I guess if you set the SSL setting to ‘flexible’ it will allow non SSL traffic between Cloudflare and AWS. Unfortunately when I tried this it bought down the other (live) sub-domains - so there was a moment of panic there!
I’m going to have to have a think about this one I think. Might be better just to set up a file server on Digital Ocean or something so a) the CNAME is just an IP address and b) you can cheaply and easily install SSL certificates if you need them.
You could use a page rule to set it to Flexible for that specific host, however I generally advise against Flexible. Its quite deceiving to users, the connection appears to be encrypted but that encryption vanishes the moment the connection continues on to your server.
Agree, not sure about this from a security point of view. I was keen to do this with AWS because, well that just seems to be the way everyone does this.

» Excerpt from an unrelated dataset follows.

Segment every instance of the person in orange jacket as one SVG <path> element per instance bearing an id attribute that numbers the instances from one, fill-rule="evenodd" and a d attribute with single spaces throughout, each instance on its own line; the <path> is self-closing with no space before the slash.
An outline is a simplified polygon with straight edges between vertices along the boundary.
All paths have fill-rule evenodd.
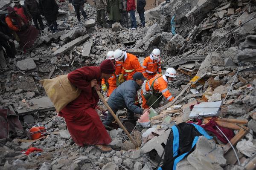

But file servers and SSL certs are cheap as chips and I think that’s really the correct way to do this - you can’t say the connection is secure when half the connection is not secure.
Precisely! I can understand why Cloudflare is offering it, but IMHO they really shouldnt.
Anyhow, I am glad its working, but I’d really recommend to use it only as temporary workaround and setup a proper SSL environment on your Amazon instance. Otherwise simply use the same page rule to turn off HTTPS for that host and it will be at least transparent that there is no encryption in place.